Posfai Anna, Zhou Juannan, McCandlish David M, Kinney Justin B
Simons Center for Quantitative Biology, Cold Spring Harbor Laboratory, Cold Spring Harbor, NY, 11724.
Department of Biology, University of Florida, Gainesville, FL, 32611.
bioRxiv. 2024 Jun 24:2024.05.12.593772. doi: 10.1101/2024.05.12.593772.
Quantitative models of sequence-function relationships are ubiquitous in computational biology, e.g., for modeling the DNA binding of transcription factors or the fitness landscapes of proteins. Interpreting these models, however, is complicated by the fact that the values of model parameters can often be changed without affecting model predictions. Before the values of model parameters can be meaningfully interpreted, one must remove these degrees of freedom (called "gauge freedoms" in physics) by imposing additional constraints (a process called "fixing the gauge"). However, strategies for fixing the gauge of sequence-function relationships have received little attention. Here we derive an analytically tractable family of gauges for a large class of sequence-function relationships. These gauges are derived in the context of models with all-order interactions, but an important subset of these gauges can be applied to diverse types of models, including additive models, pairwise-interaction models, and models with higher-order interactions. Many commonly used gauges are special cases of gauges within this family. We demonstrate the utility of this family of gauges by showing how different choices of gauge can be used both to explore complex activity landscapes and to reveal simplified models that are approximately correct within localized regions of sequence space. The results provide practical gauge-fixing strategies and demonstrate the utility of gauge-fixing for model exploration and interpretation.
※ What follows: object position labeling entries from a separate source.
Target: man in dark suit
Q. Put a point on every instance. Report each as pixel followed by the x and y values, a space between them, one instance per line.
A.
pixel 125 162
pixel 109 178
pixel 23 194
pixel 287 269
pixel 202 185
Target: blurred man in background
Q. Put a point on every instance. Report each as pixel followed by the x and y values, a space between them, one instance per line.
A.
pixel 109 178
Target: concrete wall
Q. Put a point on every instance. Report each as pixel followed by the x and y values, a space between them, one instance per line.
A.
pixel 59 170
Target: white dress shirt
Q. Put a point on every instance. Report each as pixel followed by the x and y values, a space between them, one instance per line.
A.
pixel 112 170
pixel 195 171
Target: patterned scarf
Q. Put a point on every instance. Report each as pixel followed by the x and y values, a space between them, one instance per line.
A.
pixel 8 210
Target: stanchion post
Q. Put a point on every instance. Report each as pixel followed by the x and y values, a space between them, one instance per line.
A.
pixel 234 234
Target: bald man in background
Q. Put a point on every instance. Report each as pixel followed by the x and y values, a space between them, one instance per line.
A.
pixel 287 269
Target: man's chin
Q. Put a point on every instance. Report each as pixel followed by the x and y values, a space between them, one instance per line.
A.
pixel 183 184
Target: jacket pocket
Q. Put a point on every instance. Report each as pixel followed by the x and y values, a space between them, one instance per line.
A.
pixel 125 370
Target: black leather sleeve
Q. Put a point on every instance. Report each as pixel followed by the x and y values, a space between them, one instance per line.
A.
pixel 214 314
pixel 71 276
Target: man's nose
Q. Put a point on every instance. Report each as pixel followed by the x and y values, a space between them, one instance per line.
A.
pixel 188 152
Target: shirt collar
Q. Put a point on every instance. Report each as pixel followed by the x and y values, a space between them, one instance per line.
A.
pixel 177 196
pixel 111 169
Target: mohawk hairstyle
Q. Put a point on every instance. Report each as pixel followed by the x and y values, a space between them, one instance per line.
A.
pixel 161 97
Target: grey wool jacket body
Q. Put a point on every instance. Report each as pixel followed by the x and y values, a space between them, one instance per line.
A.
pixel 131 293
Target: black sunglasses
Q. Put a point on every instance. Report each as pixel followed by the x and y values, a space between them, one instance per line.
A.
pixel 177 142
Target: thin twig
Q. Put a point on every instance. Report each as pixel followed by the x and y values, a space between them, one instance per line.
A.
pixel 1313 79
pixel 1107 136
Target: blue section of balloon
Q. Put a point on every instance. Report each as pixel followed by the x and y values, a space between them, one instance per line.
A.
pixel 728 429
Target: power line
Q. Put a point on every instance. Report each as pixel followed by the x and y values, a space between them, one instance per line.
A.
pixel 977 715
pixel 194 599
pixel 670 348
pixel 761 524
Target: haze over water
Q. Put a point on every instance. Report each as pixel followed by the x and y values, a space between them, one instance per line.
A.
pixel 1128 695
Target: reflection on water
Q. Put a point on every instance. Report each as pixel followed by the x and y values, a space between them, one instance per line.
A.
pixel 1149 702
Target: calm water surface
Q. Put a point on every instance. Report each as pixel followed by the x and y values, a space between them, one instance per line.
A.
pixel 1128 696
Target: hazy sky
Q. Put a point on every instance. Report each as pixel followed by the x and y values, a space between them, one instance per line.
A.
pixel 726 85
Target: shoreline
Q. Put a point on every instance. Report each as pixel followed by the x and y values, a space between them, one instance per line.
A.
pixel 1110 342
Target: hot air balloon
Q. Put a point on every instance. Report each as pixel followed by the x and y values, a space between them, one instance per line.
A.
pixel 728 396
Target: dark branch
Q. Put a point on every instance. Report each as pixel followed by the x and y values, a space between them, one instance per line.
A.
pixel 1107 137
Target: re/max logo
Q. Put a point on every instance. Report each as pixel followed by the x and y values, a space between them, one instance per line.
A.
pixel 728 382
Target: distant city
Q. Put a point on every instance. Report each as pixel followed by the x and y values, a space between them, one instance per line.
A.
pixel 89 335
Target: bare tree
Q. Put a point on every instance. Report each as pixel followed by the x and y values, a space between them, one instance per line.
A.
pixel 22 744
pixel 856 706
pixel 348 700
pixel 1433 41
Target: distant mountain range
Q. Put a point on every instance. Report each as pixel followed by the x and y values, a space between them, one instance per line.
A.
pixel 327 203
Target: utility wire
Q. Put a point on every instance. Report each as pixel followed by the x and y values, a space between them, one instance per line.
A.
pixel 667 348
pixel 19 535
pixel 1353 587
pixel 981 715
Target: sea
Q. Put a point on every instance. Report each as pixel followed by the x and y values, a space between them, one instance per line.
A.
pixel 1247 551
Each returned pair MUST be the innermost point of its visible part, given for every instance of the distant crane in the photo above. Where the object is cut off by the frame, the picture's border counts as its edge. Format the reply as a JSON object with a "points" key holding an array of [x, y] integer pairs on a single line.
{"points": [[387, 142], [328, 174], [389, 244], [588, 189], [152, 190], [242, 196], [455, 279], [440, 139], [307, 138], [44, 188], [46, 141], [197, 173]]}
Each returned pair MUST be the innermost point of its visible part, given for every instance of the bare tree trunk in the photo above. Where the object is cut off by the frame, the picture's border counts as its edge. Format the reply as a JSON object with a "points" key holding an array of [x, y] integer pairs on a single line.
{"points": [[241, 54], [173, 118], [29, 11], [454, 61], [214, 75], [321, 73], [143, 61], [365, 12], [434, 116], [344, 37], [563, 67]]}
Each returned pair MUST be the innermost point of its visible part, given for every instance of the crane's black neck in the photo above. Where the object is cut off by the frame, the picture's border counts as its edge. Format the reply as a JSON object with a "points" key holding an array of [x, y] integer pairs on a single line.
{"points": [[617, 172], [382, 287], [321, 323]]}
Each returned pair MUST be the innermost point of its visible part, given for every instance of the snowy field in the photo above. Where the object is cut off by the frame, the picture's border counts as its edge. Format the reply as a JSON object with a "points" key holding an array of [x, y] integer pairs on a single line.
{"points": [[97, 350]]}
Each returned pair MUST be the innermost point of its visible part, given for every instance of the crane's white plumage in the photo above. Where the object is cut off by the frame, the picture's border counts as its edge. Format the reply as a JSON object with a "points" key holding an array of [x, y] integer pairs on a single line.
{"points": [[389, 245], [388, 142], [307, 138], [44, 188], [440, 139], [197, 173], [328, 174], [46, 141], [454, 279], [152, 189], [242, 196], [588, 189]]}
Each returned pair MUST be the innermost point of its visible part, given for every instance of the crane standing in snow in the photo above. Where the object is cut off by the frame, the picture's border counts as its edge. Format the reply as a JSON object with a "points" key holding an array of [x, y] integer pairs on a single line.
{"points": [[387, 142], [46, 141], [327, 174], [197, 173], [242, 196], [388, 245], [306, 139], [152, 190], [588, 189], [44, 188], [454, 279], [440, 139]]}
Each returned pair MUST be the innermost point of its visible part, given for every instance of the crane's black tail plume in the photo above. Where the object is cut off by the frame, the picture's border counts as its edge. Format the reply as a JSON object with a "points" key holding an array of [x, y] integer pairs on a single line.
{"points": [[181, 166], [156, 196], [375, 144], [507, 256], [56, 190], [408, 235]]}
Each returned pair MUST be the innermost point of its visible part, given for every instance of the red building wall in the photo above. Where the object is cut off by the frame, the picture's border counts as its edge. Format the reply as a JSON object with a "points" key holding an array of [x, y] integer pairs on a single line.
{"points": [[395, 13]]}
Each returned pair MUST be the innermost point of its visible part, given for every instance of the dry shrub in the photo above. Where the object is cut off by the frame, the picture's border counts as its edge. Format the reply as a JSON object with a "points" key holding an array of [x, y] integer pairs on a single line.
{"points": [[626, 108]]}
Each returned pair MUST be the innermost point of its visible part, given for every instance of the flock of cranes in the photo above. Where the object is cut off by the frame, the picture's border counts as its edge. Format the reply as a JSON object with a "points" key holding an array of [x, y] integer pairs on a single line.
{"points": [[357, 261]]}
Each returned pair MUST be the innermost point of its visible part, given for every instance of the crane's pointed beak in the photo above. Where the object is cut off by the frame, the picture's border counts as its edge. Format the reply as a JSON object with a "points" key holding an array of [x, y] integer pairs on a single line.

序列-功能关系的定量模型在计算生物学中无处不在,例如用于模拟转录因子的DNA结合或蛋白质的适应度景观。然而,由于模型参数的值通常可以在不影响模型预测的情况下改变,这使得对这些模型的解释变得复杂。在能够有意义地解释模型参数的值之前,必须通过施加额外的约束(在物理学中称为“规范固定”的过程)来消除这些自由度(在物理学中称为“规范自由度”)。然而,用于固定序列-功能关系规范的策略很少受到关注。在这里,我们为一大类序列-功能关系推导了一族解析上易于处理的规范。这些规范是在具有全阶相互作用的模型背景下推导出来的,但这些规范的一个重要子集可以应用于各种类型的模型,包括加性模型、成对相互作用模型和具有高阶相互作用的模型。许多常用的规范都是这个族内规范的特殊情况。我们通过展示不同的规范选择如何既能用于探索复杂的活性景观,又能揭示在序列空间局部区域内近似正确的简化模型,来证明这一族规范的实用性。结果提供了实用的规范固定策略,并证明了规范固定在模型探索和解释中的实用性。